Roy s'explique mal que les deux parties aient été incapables de s'entendre avant l'heure de tombée.
«Je peux comprendre le jeu des négociations, mais ils ont eu tout l'été pour s'entendre. Je ne lance pas la pierre aux joueurs ni aux propriétaires, mais je trouve décevant pour les amateurs qu'on n'ait pas été capable de s'entendre dans des délais raisonnables.»
La Ligue nationale vit donc son troisième lock-out en 18 ans. Roy se questionne à savoir si le commissaire Gary Bettman, en poste depuis 1993, est l'homme de la situation.
«Ça fait quatre arrêts de travail que vit la LNH puisque, la première fois, ce sont les joueurs qui ont déclenché la grève (10 jours, avant les séries de 1992). Rendu là, tu commences à te poser des questions. La bonne formule existe-t-elle? Je trouve regrettable que nous ne puissions en venir à une entente. Combien de chances donnera-t-on à Gary Bettman, même si ce dernier a été très bon pour le hockey?», s'est questionné Roy en pensant au contrat de télévision négocié par Bettman et liant la LNH au réseau américain NBC.
Calibre rehaussé dans la LHJMQ
Le conflit de travail, puisque les joueurs seront privés de participations à des camps professionnels, rehaussera le calibre de jeu de la LHJMQ.
«Nous sommes bien contents, mais en même temps, nous aimons que nos joueurs vivent l'expérience des camps professionnels.

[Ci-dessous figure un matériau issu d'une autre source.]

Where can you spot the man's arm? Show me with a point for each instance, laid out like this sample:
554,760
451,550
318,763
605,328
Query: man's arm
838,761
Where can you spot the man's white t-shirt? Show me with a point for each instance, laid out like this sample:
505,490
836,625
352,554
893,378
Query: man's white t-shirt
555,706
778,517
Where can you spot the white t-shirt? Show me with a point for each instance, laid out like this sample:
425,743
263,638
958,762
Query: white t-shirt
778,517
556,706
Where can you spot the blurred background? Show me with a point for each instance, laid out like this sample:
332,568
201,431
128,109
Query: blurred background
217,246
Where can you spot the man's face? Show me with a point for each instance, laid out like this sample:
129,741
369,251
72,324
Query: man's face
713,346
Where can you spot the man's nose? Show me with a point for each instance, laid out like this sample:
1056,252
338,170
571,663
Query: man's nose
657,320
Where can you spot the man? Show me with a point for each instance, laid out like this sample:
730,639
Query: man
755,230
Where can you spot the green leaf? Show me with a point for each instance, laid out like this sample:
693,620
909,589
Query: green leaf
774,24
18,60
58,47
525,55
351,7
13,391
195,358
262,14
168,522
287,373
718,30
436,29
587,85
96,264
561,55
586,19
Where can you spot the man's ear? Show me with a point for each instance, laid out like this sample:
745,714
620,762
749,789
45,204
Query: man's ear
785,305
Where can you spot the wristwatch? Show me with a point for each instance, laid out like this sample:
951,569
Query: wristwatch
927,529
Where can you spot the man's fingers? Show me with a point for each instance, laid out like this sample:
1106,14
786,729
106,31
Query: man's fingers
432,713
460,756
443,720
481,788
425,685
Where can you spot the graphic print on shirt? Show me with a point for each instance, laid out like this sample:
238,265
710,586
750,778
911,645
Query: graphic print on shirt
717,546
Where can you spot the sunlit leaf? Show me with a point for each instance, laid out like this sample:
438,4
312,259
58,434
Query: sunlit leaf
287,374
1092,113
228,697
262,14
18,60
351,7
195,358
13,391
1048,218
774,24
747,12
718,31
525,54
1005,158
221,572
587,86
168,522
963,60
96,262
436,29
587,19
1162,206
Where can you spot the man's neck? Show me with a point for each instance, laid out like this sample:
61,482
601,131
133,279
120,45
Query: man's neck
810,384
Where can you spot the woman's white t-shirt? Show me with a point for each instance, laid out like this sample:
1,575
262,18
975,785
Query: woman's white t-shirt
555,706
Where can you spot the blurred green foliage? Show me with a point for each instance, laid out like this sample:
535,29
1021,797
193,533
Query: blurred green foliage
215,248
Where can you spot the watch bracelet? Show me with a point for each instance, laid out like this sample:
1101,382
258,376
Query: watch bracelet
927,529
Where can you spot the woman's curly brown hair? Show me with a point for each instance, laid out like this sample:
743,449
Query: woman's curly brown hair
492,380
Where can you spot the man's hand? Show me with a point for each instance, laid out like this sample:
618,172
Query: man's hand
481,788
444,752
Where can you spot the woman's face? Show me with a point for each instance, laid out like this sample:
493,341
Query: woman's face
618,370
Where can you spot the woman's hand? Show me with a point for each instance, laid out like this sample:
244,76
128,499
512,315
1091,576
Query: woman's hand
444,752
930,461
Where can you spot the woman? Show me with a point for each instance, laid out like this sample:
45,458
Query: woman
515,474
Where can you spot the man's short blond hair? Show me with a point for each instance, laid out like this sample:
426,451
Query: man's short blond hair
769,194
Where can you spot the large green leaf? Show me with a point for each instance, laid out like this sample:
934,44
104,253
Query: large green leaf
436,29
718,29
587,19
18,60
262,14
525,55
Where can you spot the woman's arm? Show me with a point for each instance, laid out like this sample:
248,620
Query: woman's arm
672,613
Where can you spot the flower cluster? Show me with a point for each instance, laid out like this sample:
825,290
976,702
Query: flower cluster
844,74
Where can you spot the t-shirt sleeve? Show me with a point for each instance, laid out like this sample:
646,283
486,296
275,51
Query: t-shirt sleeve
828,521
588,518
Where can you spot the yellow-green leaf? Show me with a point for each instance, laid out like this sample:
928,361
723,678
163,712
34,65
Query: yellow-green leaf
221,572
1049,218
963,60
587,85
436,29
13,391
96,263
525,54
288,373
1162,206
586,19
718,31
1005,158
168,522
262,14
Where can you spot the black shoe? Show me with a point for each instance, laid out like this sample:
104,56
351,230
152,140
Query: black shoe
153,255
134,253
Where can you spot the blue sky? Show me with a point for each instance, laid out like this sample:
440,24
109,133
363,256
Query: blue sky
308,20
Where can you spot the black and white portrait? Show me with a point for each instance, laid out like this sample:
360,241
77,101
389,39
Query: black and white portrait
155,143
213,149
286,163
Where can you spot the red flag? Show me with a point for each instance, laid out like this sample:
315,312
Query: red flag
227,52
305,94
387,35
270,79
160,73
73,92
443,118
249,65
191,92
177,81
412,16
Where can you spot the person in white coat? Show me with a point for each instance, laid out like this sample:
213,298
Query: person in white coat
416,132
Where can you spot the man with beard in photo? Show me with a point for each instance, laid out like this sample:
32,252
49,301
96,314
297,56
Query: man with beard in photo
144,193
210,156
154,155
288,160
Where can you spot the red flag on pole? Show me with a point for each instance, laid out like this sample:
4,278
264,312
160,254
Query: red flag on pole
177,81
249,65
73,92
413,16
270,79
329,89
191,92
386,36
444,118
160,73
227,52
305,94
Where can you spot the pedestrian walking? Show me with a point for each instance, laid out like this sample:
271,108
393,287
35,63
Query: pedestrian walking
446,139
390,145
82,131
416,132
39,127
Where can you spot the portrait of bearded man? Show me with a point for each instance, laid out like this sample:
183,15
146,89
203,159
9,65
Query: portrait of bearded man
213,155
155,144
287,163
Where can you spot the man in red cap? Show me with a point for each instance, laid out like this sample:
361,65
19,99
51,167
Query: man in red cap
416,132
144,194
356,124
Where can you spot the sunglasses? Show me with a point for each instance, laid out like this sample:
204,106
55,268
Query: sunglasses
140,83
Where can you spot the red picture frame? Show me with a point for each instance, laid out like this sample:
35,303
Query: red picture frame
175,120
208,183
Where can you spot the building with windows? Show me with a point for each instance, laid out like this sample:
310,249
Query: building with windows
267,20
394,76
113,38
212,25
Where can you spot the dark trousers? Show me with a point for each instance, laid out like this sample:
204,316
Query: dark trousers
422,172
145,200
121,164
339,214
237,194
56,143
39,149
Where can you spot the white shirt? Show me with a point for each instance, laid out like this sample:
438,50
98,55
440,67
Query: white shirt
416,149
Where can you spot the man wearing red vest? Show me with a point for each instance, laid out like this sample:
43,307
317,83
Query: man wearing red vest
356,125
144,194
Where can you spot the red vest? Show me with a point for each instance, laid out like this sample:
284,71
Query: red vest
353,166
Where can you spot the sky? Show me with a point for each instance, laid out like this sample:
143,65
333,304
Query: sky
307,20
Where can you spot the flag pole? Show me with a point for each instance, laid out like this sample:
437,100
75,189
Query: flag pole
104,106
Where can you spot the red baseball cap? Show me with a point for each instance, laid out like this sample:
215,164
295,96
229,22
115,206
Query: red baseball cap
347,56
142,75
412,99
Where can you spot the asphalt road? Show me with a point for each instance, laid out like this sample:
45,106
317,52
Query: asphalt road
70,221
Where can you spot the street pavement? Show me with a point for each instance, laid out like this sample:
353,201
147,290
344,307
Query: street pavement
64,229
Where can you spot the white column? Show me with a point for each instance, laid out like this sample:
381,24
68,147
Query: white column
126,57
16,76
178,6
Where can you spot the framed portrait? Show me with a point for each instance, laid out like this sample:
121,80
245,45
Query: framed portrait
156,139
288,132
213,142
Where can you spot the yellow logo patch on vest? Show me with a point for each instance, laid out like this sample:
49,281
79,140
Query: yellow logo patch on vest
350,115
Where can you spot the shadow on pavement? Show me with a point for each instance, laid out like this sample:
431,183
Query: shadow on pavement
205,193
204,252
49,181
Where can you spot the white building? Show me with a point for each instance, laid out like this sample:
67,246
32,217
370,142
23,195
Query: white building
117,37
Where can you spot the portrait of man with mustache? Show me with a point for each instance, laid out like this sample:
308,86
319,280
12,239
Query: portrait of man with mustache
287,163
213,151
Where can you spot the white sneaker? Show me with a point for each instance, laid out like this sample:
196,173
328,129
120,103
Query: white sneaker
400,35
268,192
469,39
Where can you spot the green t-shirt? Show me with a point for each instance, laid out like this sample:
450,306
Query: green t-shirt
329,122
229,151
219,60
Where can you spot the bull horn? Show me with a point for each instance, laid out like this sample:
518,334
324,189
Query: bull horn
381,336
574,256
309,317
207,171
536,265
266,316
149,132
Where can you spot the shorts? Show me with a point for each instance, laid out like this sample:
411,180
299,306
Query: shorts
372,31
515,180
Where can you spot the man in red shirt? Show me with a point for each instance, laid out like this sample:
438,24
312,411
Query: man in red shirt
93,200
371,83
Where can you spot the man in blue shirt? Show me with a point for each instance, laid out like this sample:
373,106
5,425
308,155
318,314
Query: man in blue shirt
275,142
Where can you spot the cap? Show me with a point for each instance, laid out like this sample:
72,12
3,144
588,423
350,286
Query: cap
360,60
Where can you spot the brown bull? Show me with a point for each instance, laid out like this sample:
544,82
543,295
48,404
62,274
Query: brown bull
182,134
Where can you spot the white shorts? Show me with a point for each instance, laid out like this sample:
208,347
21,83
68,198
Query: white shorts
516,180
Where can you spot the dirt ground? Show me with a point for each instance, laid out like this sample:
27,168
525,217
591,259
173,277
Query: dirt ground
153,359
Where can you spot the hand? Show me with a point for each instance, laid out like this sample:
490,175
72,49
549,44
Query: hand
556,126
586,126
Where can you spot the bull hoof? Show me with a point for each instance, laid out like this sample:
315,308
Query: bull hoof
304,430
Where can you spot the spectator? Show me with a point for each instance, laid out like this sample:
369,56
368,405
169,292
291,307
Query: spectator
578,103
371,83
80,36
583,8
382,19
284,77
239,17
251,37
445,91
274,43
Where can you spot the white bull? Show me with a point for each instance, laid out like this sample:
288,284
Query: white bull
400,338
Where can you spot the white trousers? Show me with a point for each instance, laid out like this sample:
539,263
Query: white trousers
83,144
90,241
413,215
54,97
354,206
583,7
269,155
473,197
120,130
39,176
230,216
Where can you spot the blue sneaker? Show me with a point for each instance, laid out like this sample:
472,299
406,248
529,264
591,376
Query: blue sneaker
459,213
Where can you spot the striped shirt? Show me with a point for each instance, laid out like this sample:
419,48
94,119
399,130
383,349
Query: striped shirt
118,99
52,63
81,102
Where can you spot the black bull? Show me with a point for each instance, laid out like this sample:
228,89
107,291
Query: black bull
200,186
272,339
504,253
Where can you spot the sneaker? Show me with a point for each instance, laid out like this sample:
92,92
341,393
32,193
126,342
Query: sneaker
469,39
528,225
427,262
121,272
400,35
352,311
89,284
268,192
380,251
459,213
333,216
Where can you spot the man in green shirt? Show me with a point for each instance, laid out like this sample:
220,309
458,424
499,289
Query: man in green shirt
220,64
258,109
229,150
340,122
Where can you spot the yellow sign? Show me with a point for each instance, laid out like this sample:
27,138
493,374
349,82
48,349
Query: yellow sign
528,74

Les gars jouent au hockey pour évoluer, un jour, dans la LNH. Des gars comme François Brassard, Ryan Culkin et Mikhaïl Grigorenko, pour ne nommer que ceux-là, auraient vécu des expériences exceptionnelles», a estimé Roy.
«En toute honnêteté, dans notre cas, nous nous attendions à ce que tout le monde revienne pour le début de la saison. Souvent, les gars reviennent des camps pros après une, parfois deux semaines. Cette année, toutes les équipes auront la chance d'amorcer la saison avec tous leurs éléments. Mais Dieu sait ce qui se passera lorsque les deux partis auront réglé leurs différends.»